The pip installation will also automatically install any dependencies.
Example Usage#
First we build an example dataset that represents a time series of temperatures (for more on how do this see the xarray documentation).
In [1]: import numpy as np
In [2]: import xarray as xr
In [3]: import obsarray
# build an xarray to represents a time series of temperatures
In [4]: temps = np.array([20.2, 21.1, 20.8])

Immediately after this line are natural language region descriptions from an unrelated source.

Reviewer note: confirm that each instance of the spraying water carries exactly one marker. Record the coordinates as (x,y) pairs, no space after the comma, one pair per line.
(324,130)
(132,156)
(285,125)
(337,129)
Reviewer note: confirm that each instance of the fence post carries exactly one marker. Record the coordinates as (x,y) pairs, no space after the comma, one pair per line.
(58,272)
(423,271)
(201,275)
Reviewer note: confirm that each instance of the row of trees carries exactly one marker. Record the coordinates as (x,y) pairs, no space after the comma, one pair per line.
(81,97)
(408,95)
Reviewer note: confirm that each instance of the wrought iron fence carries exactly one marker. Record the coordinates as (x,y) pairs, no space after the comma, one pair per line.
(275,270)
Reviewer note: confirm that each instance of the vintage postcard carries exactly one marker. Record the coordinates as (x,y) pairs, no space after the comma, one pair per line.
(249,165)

In [5]: times = np.array([0, 30, 60])
In [6]: ds = xr.Dataset(
...: {"temperature": (["time"], temps, {"units": "degC"})},
...: coords = {"time": (["time"], times, {"units": "s"})}
...: )
...:
Uncertainty and error-covariance information for observation variables can be defined using the dataset’s unc
accessor, which is provided by obsarray.
# add random component uncertainty
In [7]: ds.unc["temperature"]["u_r_temperature"] = (
...: ["time"],
...: np.array([0.5, 0.5, 0.6]),
...: {"err_corr": [{"dim": "time", "form": "random"}]}
...: )
...:
# add systematic component uncertainty
In [8]: ds.unc["temperature"]["u_s_temperature"] = (
...: ["time"],
...: np.array([0.3, 0.3, 0.3]),
...: {"err_corr": [{"dim": "time", "form": "systematic"}]}
...: )
...:
Dataset structures can be defined separately using obsarray’s templating functionality. This is helpful for processing chains where you want to write files to a defined format.

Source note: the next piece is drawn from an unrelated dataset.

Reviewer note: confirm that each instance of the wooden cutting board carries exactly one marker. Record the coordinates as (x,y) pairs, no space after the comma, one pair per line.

The defined uncertainty information then can be interfaced with, for example:
# get total combined uncertainty of all components
In [9]: ds.unc["temperature"].total_unc()
Out[9]:
<xarray.DataArray (time: 3)> Size: 24B
array([0.58309519, 0.58309519, 0.67082039])
Coordinates:
* time (time) int64 24B 0 30 60
# get total error-covariance matrix for all components
In [10]: ds.unc["temperature"].total_err_cov_matrix()
Out[10]:
<xarray.DataArray (time: 3)> Size: 72B
array([[0.34, 0.09, 0.09],
[0.09, 0.34, 0.09],
[0.09, 0.09, 0.45]])
Dimensions without coordinates: time, time
This information is preserved in metadata when written to netCDF files
Similarly, data flags can be defined using the dataset’s flag
accessor, which again is provided by obsarray. These flags are defined following the CF Convention metadata standard.

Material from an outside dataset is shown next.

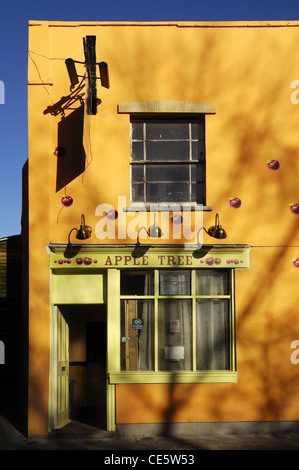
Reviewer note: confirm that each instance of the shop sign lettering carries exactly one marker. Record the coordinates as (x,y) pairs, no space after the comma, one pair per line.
(162,260)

A flag variable can be created to store data for a set of flags with defined meanings
In [11]: ds.flag["quality_flags"] = (
....: ["time"],
....: {"flag_meanings": ["dubious", "invalid", "saturated"]}
....: )
....:
In [12]: print(ds.flag)
<FlagAccessor>
Dataset Flags:
* <FlagVariable>
FlagVariable: 'quality_flags'
['dubious', 'invalid', 'saturated']
These flag meanings can be indexed, to get and set their value
In [13]: print(ds.flag["quality_flags"]["dubious"].value)
<xarray.DataArray (time: 3)> Size: 3B
array([False, False, False])
Dimensions without coordinates: time
In [14]: ds.flag["quality_flags"]["dubious"][0] = True
In [15]: print(ds.flag["quality_flags"]["dubious"].value)
<xarray.DataArray (time: 3)> Size: 3B
array([ True, False, False])
Dimensions without coordinates: time